There's a few ways up, and we opted for the couloir which turned into an endeavor. We had to do some mixed steep snow/wet rock climbing to get over a broken snow finger and set-up a picket belay and rope to get everyone up. That was probably one of the more time consuming and dangerous aspects of the entire day.
Quick stop for lunch on the notch and where I put on sunscreen and chapstick where none of the other three did and well, that didn't work out so well for them...we opted to start the route with hoping over a 5-foot wide chasm that you really didn't want to fall through.
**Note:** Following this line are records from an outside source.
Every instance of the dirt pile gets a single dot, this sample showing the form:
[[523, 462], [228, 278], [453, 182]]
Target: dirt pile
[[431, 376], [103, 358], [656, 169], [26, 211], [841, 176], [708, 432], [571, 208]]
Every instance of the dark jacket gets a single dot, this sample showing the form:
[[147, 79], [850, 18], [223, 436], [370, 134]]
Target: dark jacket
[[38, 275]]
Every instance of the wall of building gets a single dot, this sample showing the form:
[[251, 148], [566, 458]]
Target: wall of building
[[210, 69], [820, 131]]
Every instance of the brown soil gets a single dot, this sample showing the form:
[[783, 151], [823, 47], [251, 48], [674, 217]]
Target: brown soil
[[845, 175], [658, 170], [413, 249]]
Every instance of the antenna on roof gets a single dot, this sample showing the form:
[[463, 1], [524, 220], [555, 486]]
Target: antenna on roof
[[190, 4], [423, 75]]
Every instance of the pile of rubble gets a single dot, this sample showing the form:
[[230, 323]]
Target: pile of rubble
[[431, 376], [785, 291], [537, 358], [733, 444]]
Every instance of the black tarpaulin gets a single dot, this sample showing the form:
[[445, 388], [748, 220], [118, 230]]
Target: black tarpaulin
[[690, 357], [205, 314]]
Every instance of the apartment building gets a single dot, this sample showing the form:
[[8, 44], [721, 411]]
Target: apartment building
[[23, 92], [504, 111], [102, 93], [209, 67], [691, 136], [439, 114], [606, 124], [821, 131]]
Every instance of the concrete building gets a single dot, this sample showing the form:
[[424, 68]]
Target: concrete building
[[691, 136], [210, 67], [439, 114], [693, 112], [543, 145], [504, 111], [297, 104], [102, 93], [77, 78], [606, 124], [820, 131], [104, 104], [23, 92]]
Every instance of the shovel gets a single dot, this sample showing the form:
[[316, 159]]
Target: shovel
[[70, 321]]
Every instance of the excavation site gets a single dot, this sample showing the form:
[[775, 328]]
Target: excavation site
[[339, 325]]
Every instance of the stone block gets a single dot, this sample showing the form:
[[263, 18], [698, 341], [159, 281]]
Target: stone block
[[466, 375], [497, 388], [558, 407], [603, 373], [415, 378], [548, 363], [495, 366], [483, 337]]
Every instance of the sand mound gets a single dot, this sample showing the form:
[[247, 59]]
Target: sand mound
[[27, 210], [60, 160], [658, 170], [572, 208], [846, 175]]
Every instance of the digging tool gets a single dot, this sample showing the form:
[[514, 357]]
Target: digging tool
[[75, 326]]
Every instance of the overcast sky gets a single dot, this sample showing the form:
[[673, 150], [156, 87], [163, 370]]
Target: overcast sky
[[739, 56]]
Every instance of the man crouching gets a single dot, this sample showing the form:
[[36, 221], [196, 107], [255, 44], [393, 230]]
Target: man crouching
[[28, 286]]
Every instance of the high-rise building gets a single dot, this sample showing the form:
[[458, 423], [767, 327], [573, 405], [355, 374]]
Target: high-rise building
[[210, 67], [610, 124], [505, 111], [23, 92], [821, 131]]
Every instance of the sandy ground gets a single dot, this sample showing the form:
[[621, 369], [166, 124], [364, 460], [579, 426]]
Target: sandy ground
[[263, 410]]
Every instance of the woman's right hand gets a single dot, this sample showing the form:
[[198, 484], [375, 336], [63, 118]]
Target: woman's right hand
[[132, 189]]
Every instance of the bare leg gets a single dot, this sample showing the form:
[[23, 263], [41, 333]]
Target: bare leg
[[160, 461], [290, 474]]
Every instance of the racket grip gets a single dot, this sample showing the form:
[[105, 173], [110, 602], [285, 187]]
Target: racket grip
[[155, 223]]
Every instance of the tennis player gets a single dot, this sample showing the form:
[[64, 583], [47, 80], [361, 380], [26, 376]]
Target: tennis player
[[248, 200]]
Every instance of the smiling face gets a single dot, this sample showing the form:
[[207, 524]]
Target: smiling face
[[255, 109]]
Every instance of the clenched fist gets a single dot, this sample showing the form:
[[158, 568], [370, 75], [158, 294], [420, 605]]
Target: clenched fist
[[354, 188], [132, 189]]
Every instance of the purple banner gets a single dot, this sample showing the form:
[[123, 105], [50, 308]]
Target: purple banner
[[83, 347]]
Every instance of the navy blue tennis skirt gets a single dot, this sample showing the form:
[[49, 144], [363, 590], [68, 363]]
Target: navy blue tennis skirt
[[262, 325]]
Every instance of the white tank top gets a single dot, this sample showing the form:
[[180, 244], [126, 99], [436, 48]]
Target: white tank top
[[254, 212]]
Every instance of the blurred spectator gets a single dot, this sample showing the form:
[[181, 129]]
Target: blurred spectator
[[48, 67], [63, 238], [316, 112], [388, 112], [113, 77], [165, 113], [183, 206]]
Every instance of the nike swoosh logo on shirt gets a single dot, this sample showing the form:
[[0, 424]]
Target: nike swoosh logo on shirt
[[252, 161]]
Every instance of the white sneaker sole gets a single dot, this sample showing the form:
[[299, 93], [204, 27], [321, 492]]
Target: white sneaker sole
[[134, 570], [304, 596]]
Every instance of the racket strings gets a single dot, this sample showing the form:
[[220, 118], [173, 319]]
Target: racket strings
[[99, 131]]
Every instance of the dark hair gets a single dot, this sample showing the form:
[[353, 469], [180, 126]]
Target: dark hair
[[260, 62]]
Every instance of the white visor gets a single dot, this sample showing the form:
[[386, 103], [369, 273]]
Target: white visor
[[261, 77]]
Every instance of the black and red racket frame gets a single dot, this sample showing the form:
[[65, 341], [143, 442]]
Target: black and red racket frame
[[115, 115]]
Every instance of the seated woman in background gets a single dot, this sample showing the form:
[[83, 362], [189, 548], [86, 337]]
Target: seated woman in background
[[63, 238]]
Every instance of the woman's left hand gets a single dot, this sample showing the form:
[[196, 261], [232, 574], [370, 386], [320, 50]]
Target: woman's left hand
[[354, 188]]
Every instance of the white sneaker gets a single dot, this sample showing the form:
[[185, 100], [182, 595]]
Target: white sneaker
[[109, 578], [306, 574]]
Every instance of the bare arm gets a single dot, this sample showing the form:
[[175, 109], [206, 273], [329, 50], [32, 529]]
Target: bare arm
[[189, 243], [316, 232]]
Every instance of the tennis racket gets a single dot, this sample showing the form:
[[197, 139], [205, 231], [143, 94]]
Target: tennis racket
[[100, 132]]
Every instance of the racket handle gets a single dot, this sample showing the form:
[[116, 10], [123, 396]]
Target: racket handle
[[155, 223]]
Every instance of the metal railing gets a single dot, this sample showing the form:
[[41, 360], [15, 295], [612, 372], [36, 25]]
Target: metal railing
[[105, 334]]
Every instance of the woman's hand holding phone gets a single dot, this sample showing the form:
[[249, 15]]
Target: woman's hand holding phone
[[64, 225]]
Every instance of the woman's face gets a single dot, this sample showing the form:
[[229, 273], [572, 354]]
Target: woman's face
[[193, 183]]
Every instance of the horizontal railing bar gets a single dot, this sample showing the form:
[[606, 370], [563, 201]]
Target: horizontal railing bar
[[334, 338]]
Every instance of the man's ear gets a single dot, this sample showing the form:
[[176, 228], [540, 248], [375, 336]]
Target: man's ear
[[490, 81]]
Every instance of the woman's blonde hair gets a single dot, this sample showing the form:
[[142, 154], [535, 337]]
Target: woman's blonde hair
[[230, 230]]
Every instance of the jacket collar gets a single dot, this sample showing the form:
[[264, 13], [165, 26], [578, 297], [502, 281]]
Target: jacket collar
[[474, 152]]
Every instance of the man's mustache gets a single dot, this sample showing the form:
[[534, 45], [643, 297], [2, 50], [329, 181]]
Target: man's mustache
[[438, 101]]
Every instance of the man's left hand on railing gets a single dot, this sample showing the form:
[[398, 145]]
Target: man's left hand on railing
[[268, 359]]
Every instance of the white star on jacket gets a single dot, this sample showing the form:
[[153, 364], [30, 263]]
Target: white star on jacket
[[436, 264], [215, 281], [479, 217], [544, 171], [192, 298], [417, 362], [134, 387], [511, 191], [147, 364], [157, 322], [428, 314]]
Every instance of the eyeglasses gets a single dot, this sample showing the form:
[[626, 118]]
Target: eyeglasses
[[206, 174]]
This is where the West Ridge starts and the rock quality is truly excellent - not very loose, dry, great belay spots, and wildly exposed up to the summit. Did the entire thing in my mountaineering boots which was nice to be able to climb that grade without rock shoes.
The climbing movement felt great, a little boulder-y and strong but not very technical except for one stretch. I could not have been happier moving freely at 8,000+ ft on the edge of the rock and having hundreds to thousands of feet of drop-off on either side. Just so, so fun!
And sunset on the way down - with our later start and some inefficiency on the way up (namely the goddamn picket belay situation, and getting off-route at one point, and the route being busy) we ended up doing two rappels in total darkness and going back down the glacier to camp in the dark. Always a good time having a bit of an epic as long as things stay safe.
The top of this ridgeline is where we were climbing.
Looking over at a mountain I climbed last year.
Looking across at a mountain I have not climbed yet and is one of the most challenging and dangerous in the state.
Slept in until 8am and took two hours back to the car. Somehow the beers I left in my buddy's truck were cold (truly a shocking experience) which was awesome. 11am beers were a great breakfast. Just a fun group of people to be out with, one minor safety incident on our other rope team on the rappels but other than that no real issues outside of inefficiency on the climb. Great first experience on a "Classic Climb"!